Direktur Penyidikan Jampidsus Kejagung, Syarief Sulaeman Nahdi, mengonfirmasi perkembangan signifikan ini pada Kamis, 2 Juli 2026. Selain menetapkan tersangka dari unsur kepolisian, Kejagung mengungkap adanya keterlibatan oknum TNI aktif berpangkat kolonel berinisial BU.
Oknum TNI tersebut menjabat sebagai Sekretaris Deputi Bidang Penyediaan dan Penyaluran BGN sekaligus merangkap sebagai Pejabat Pembuat Komitmen (PPK). Syarief menjelaskan bahwa peran BU sangat krusial dalam mengatur vendor pengadaan barang, khususnya pengadaan sepeda motor.
Penyidik menduga kuat telah terjadi penggelembungan harga atau mark up dalam proyek tersebut. Oknum ini berperan mengarahkan pemilihan penyedia barang yang telah diatur sebelumnya demi keuntungan pribadi.
Mengingat status BU sebagai prajurit aktif, Kejagung tidak bisa memproses hukum secara mandiri. Kasus ini kini diserahkan kepada Jaksa Agung Muda Bidang Tindak Pidana Militer untuk ditangani melalui mekanisme koneksitas.

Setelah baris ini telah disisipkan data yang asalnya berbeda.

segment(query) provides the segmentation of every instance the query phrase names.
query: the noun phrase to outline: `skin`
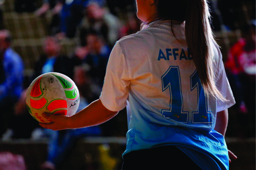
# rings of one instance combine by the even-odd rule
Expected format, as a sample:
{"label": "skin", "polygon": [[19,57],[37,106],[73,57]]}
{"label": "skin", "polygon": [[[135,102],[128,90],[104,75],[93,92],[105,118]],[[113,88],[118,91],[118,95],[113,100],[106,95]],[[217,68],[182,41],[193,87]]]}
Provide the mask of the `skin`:
{"label": "skin", "polygon": [[[156,8],[154,0],[137,0],[136,3],[137,16],[139,19],[143,22],[150,23],[157,18]],[[52,123],[40,125],[44,128],[53,130],[87,127],[103,123],[115,116],[118,113],[107,109],[99,99],[71,117],[43,113],[43,116]],[[217,115],[215,130],[224,136],[227,126],[227,109],[218,112]],[[228,153],[230,162],[230,158],[237,158],[229,150]]]}

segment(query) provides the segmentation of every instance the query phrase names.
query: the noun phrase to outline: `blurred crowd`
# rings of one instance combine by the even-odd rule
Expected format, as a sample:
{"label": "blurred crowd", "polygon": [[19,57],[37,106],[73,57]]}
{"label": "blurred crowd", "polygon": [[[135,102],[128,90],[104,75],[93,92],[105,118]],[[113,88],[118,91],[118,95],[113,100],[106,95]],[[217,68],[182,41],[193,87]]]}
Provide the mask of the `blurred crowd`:
{"label": "blurred crowd", "polygon": [[[136,17],[134,0],[44,0],[38,7],[34,1],[14,1],[17,12],[33,12],[38,17],[47,13],[51,15],[48,35],[44,42],[44,53],[34,63],[33,74],[28,76],[23,74],[26,69],[25,62],[12,48],[11,33],[3,26],[3,11],[0,11],[0,137],[3,140],[48,138],[48,155],[41,167],[55,169],[70,150],[67,146],[74,146],[81,136],[120,134],[110,132],[113,128],[109,124],[81,130],[43,130],[26,108],[27,88],[33,79],[43,74],[62,73],[73,79],[77,85],[81,98],[79,110],[81,109],[99,98],[108,57],[116,42],[139,31],[141,23]],[[220,11],[224,14],[227,10],[221,11],[217,1],[223,5],[221,6],[230,3],[229,0],[210,1],[214,31],[221,30],[224,25],[228,31],[239,28],[241,31],[241,37],[228,49],[228,56],[224,61],[236,102],[230,112],[230,128],[228,128],[227,135],[255,136],[255,18],[251,18],[238,28],[235,22],[227,19],[232,15],[231,12],[225,14],[226,17],[220,17]],[[127,9],[127,6],[130,9],[126,11],[127,18],[121,19],[116,8],[125,7]],[[233,6],[228,7],[231,9],[235,8]],[[62,54],[61,40],[74,38],[78,38],[79,42],[72,55]],[[126,119],[126,115],[123,118]],[[125,130],[122,132],[125,133]]]}

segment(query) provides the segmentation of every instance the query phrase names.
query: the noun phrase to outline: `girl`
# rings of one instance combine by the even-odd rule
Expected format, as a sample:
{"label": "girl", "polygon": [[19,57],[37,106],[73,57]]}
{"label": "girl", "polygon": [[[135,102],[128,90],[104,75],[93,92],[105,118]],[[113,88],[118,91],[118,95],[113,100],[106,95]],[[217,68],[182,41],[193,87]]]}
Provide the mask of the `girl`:
{"label": "girl", "polygon": [[46,113],[52,123],[41,125],[96,125],[126,107],[123,170],[228,169],[224,136],[235,102],[206,0],[136,2],[144,24],[116,43],[99,99],[71,117]]}

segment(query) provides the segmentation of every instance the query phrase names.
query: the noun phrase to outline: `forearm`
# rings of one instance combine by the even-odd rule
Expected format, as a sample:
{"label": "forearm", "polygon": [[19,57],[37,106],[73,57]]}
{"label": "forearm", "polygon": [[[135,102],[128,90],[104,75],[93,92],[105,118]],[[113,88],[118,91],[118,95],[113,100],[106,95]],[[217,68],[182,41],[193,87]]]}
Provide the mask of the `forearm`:
{"label": "forearm", "polygon": [[98,125],[111,119],[117,113],[106,108],[99,99],[70,117],[67,126],[70,128],[76,128]]}
{"label": "forearm", "polygon": [[218,112],[214,130],[225,136],[228,120],[227,109]]}

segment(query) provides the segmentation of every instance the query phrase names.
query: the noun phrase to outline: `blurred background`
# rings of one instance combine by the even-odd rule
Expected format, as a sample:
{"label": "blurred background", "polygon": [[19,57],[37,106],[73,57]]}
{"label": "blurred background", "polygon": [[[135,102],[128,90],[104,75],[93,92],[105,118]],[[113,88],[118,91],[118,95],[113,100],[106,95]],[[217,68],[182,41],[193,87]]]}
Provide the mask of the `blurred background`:
{"label": "blurred background", "polygon": [[[230,169],[255,170],[255,1],[209,4],[236,102],[225,136],[238,157]],[[79,109],[86,106],[99,96],[116,41],[140,24],[134,0],[0,0],[0,170],[121,169],[125,109],[95,127],[46,130],[28,113],[26,92],[41,74],[58,72],[78,86]]]}

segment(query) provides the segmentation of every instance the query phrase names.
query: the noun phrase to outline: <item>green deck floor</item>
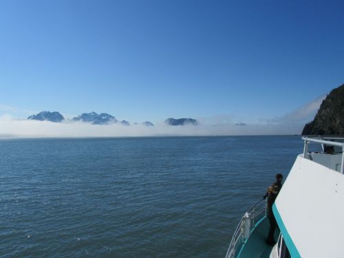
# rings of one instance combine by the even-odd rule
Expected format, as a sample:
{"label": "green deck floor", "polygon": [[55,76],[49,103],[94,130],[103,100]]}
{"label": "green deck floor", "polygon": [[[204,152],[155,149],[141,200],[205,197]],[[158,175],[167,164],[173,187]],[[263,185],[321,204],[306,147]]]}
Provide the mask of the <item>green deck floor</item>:
{"label": "green deck floor", "polygon": [[241,247],[237,257],[269,258],[272,247],[265,242],[268,230],[269,221],[267,217],[264,217],[253,228],[250,237]]}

Direktur Penindakan Jampidmil, Brigjen TNI Andi Suci, menyatakan kesiapannya untuk mengusut keterlibatan oknum dari Korps Peralatan tersebut. Pihaknya akan berkoordinasi dengan Polisi Militer dan Oditur Militer untuk melakukan pemeriksaan ulang dalam status penyidikan koneksitas.
Sementara itu, tersangka dari unsur kepolisian, LMI, diduga terlibat dalam kasus suap terkait persetujuan titik kemitraan. LMI yang menjabat sebagai Sekretaris Deputi Bidang Promosi dan Kerja Sama BGN disebut mengarahkan vendor tertentu untuk memonopoli penjualan alat makan.
Setiap mitra yang ingin bergabung diwajibkan membeli wadah makanan dengan harga yang telah diatur. Dari selisih harga tersebut, LMI menerima aliran dana suap sebagai imbalan atas persetujuan titik kemitraan.
Saat ini, LMI telah ditahan di Rutan Salemba Cabang Kejaksaan Negeri Jakarta Selatan selama 20 hari ke depan. Ia disangkakan melanggar Pasal 12 huruf A, B, dan E UU Tipikor juncto UU 1 Tahun 2023.
Hingga kini, total terdapat delapan orang yang telah ditetapkan sebagai tersangka dalam pusaran kasus korupsi di Badan Gizi Nasional periode 2025-2026. Sebelumnya, mantan Kepala BGN Dadan Hindayana, mantan Wakil Kepala BGN Sony Sonjaya, serta eks Wakil Kepala BGN Lodewyk Pusung telah lebih dulu terjerat.
Kasus ini mencakup berbagai pengadaan barang, mulai dari motor listrik, sepatu, tablet, televisi, hingga alat makan untuk program Makan Bergizi Gratis. Kejagung berkomitmen mengusut tuntas seluruh pihak yang terlibat tanpa terkecuali.